Even if one quibbles with the authors’ partisanship, it is clear that the various investigations were, at best, bungled and unfailingly incompetent. “It looked like a paraplegic marching band went through the place before the evidence was even collected,” observed one independent crime-scene analyst. The apartment was never roped off, fingerprints were destroyed, trash was carted away, the backyard trampled, furniture rearranged and crucial evidence lost – includingMacDonald’s wallet, which was stolen by an MP. Miranda-phobic judicial conservatives should be mollified by the fact that even in the face of such obvious procedural impropriety, MacDonald is still in jail 16 years later.

In addition to one’s outrage at the injustice done to MacDonald, the reader will likely experience a more subtle grievance much closer to home. Less a finished book than a mass of detailed notes toward one, much of “Fatal Justice” reads like a trial brief. At its opening Potter declares soberly: “No matter what we found, whether for or against MacDonald, Fred and I agreed we wouldn’t dramatize anything beyond the documentable facts.” Too bad. Only hard-core MacDonald junkies (of which there may, of course, be many) will want to wade through this plodding, repetitive, fact-loaded tome. With wooden section titles like “A Pajama Fiber and Bloody Head Hair” and “Debris From the Bedspread,” the authors seem to have gone out of their way to avoid anything that might resemble a compelling narrative.

This is not merely a minor esthetic complaint.

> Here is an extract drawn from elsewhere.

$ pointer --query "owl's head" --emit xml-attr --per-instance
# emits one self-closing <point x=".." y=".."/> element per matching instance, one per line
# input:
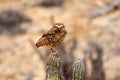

In the struggle between competing versions of events, each party’s rhetorical skill in presenting its story is crucial to the outcome. McGinniss’ “Fatal Vision” – the obvious target of Potter and Bost’s book – is, if nothing else, a terrific read. Paradoxically, even though “Fatal Justice” makes a compelling case that McGinniss’ book is intellectually and morally bankrupt (when sued by MacDonald, McGinniss admitted under oath that even he doesn’t really believe his book’s thesis), he nevertheless produced a riveting book, and in so doing effectively turned popular opinion against MacDonald. By eschewing the responsibilities of narrative journalism, Potter and Bost may have inadvertently done MacDonald a fatal injustice. In journalism, as in law, simply being right isn’t always enough; one has to wonder whether “Fatal Justice” will go as far toward demonstrating MacDonald’s innocence as “Fatal Vision” went toward “proving” his guilt.

How cruelly the world has changed for Jeffrey MacDonald. A 1991 Supreme Court decision effectively undercut any further possible appeals, and at this point his vindication would require nothing less than a legislative act by the new “tough-on-crime” Congress. Exactly 25 years after the MacDonald murders, the nation is held in thrall by another grisly homicide in which the suppression of evidence and various investigative conspiracies have been charged. I wonder what MacDonald thinks when he sees his lawyer, Alan Dershowitz, defending O. J. Simpson, or his erstwhile friend Joe McGinniss in the spectator’s gallery eagerly scribbling notes for his next best-selling book.